Former Wynn Resorts Ltd. CEO Steve Wynn could face trial next year for failing to register as a Chinese lobbyist, according to a filing Tuesday in U.S. District Court for the District of Columbia.

The Justice Department first filed a lawsuit in May against Wynn to force him to register as a foreign agent, after making repeated requests. The government accused him of delivering a message to then-President Donald Trump on behalf of a Chinese government official. Wynn argued he was not lobbying when he told the Trump administration that China wanted the United States to extradite Guo Wengui, an exile who has criticized the Chinese government.

In Tuesday’s filing, Wynn and the Justice Department said they did not expect to reach a settlement in the case.

U.S. District Judge James Boasberg is expected to rule on Wynn’s motion to dismiss the case within two weeks. If the case goes to trial, Boasberg said documents supporting both parties would be due within 10 months.

The government claimed that in 2017 Wynn was acting to protect its casino operations in Macau when it briefed Trump on China’s stance on Wengui.

Lawyers for Wynn said he passed the message on to Sun Lijun, then vice minister of China’s Ministry of Public Security. Wynn said he relayed the message as a diplomatic offer and Trump ultimately rejected it.

Wynn said, through his Washington attorneys Reid Weingarten and Brian Heberlig, that his obligation to file a request under the Foreign Agents Registration Act ended after he forwarded Lijun’s message to Trump and that he no longer had a relationship with the Chinese government. He also said forcing him to register under FARA would violate his First and Fifth Amendment rights and that the Justice Department’s complaint did not meet the legal standard to trigger the need for registration.

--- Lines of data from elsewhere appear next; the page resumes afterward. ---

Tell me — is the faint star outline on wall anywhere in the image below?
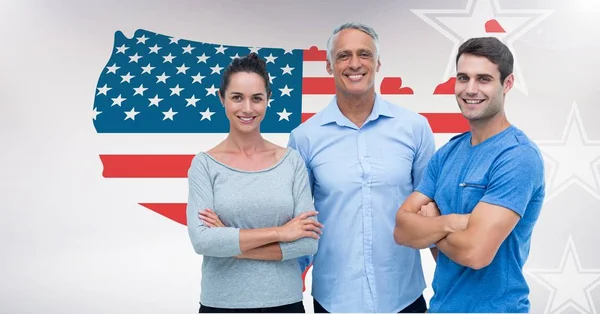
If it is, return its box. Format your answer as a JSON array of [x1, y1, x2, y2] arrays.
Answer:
[[525, 234, 600, 314], [536, 102, 600, 201], [410, 0, 554, 95]]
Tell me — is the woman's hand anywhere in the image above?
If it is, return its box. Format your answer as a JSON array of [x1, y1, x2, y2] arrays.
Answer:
[[277, 211, 323, 242], [198, 208, 225, 228]]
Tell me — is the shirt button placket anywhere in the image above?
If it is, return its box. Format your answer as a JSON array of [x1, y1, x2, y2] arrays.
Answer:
[[357, 129, 377, 312]]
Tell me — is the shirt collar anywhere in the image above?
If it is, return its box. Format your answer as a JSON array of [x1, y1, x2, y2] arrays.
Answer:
[[321, 93, 395, 127]]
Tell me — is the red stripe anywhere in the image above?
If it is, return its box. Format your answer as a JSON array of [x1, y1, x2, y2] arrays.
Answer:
[[140, 203, 187, 226], [379, 77, 414, 95], [302, 77, 335, 95], [421, 113, 470, 133], [100, 155, 194, 178], [433, 77, 456, 95], [140, 203, 312, 291], [100, 113, 469, 178]]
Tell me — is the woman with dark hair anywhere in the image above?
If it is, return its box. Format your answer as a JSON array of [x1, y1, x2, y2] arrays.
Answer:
[[187, 53, 322, 313]]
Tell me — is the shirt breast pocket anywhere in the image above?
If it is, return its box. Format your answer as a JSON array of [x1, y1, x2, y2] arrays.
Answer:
[[373, 151, 413, 187], [458, 181, 488, 214]]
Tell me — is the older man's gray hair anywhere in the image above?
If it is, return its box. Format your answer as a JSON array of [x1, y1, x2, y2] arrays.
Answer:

The government filing is just the latest in a series of actions that have plagued the former casino executive, including an ongoing federal class action lawsuit filed in 2019 against Steve Wynn and Wynn Resorts.

Earlier this month, the Nevada Gaming Control Board confirmed that it was preparing for a disciplinary hearing before the Nevada Gaming Commission against the former Wynn for sexual harassment. No date has been set for the hearing.

The move is part of the fallout stemming from January 2018 reports by multiple publications, including the Review-Journal and the Wall Street Journal, which alleged Wynn of sexual misconduct and sexual harassment. He denied the allegations.

Wynn resigned as CEO and President of Wynn Resorts in February 2018.